Sauf à envisager que le Niger ait aussi profité des quelque 100 millions de dollars touchés par les intermédiaires, le bilan de la transaction est maigre pour Niamey : « Environ 800 000 dollars, utilisés pour l’achat de véhicules destinés à la garde présidentielle », selon l’actuel ministre des finances, Hassoumi Massaoudou. Cet ancien salarié d’Areva – tout comme l’actuel président du Niger – sait de quoi il parle. En 2011, au moment des faits, il occupait le poste de directeur de cabinet du président Issoufou, dont il avait d’ailleurs conduit la campagne électorale. C’est à ce titre qu’il dirige alors le conseil d’administration de la Sopamin, dont neuf des onze membres sont nommés par l’Etat.

Un document consulté par Le Monde montre que les 800 000 dollars encaissés par la Sopamin ont été versés au Trésor, avant d’être affectés à l’achat des véhicules. Une pratique courante, selon un haut responsable nigérien, qui décrit la Sopamin comme « la poche arrière de l’Etat, celle du portefeuille dans lequel il pioche en cas de besoin ».

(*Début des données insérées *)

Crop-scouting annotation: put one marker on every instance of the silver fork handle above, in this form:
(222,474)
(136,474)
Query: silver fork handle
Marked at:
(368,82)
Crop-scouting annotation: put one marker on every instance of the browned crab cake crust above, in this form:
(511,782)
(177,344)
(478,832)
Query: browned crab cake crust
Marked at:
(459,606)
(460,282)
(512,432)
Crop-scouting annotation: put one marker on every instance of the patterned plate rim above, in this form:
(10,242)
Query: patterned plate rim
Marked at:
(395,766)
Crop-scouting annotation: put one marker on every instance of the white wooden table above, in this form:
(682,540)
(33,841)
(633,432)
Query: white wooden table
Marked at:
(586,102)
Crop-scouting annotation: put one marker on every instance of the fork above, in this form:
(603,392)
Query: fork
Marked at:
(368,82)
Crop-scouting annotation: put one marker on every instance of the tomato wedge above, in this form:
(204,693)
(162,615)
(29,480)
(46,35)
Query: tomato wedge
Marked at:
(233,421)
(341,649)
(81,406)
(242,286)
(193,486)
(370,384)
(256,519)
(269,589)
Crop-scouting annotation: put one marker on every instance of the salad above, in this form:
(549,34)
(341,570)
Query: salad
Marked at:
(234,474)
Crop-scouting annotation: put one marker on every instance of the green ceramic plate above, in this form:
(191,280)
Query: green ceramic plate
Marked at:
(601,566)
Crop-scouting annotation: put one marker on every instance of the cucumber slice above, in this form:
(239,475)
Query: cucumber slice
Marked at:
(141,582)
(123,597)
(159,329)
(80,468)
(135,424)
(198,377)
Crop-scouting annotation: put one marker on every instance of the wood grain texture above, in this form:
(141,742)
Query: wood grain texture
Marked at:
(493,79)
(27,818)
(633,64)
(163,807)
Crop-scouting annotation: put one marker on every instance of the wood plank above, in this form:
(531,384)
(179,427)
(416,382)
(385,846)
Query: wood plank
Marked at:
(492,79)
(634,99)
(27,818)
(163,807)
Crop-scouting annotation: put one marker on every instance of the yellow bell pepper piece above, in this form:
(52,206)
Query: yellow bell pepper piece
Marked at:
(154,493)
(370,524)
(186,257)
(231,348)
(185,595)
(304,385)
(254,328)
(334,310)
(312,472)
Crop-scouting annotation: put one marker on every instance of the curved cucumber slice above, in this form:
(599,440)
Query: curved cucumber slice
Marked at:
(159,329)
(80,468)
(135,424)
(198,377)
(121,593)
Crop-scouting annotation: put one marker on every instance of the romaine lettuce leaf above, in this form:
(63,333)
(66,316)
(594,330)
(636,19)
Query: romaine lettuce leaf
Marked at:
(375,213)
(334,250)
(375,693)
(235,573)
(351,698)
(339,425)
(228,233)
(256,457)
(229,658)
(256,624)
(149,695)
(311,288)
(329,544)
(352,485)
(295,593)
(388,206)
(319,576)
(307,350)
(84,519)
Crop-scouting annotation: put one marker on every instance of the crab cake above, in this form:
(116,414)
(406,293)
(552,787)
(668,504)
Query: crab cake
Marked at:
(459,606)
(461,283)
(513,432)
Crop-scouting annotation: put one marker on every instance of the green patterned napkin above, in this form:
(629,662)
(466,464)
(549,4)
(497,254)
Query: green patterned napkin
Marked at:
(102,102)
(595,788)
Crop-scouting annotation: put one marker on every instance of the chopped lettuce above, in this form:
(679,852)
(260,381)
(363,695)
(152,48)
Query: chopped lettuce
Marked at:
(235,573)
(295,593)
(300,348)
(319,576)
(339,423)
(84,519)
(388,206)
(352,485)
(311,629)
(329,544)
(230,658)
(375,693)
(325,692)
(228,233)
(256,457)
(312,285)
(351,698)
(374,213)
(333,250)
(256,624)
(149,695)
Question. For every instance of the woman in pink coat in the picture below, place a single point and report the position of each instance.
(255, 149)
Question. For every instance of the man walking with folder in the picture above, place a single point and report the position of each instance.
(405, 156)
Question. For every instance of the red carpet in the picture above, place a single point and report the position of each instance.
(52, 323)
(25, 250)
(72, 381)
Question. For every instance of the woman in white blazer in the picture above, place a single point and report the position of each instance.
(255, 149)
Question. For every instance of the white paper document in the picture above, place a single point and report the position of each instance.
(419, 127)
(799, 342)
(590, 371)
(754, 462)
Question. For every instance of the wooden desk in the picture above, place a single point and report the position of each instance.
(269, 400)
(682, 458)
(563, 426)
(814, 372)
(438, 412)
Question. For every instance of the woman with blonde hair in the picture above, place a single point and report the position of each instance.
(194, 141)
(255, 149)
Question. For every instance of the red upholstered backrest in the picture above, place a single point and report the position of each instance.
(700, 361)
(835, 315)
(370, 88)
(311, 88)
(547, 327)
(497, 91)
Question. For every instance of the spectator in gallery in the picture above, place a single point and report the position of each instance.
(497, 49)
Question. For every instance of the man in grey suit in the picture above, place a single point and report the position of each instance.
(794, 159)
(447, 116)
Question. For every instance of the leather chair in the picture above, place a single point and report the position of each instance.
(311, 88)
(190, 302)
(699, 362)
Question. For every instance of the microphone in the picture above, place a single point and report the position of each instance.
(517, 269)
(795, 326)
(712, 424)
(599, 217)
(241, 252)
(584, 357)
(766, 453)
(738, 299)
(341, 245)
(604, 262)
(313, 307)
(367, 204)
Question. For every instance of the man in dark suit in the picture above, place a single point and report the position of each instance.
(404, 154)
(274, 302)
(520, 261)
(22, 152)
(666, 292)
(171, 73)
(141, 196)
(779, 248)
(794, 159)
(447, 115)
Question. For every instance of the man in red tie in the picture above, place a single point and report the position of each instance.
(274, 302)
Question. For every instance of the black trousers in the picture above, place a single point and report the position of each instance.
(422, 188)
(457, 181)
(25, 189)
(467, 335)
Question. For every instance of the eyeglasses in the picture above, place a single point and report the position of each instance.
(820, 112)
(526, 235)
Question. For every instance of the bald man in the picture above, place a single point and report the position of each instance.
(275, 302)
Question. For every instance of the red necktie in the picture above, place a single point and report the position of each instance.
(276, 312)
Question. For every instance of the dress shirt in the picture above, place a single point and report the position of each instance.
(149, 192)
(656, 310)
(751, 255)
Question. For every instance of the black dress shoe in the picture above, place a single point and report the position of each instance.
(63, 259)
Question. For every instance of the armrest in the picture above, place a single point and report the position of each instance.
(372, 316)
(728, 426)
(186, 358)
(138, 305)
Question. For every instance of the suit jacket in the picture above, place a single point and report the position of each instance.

C’est justement l’un des reproches exprimés par les organisations de la société civile, qui, sans attendre les conclusions de la commission d’enquête parlementaire, ont déposé une plainte contre X à Niamey. « Où est l’argent des intermédiaires ? » demande l’un des signataires de la plainte, Moussa Tchangari, secrétaire général de l’ONG Alternative Espace Citoyens, qui affiche une confiance modérée envers l’indépendance de la commission parlementaire.

« Et même s’il n’y a pas eu de détournement, cette affaire doit être éclaircie, ajoute-t-il, parce qu’il est anormal d’avoir recours à Areva pour remplir nos caisses de cette façon. Nous devrions au contraire nous battre pour les contraindre à partager davantage les profits qu’elle se fait sur le dos du Niger. Ce n’est pas de sa charité dont nous avons besoin. » Mais difficile sans doute d’y résister pour un Etat parmi les plus pauvres du monde, dont le PIB n’atteint pas les deux tiers du chiffre d’affaires annuel de la multinationale.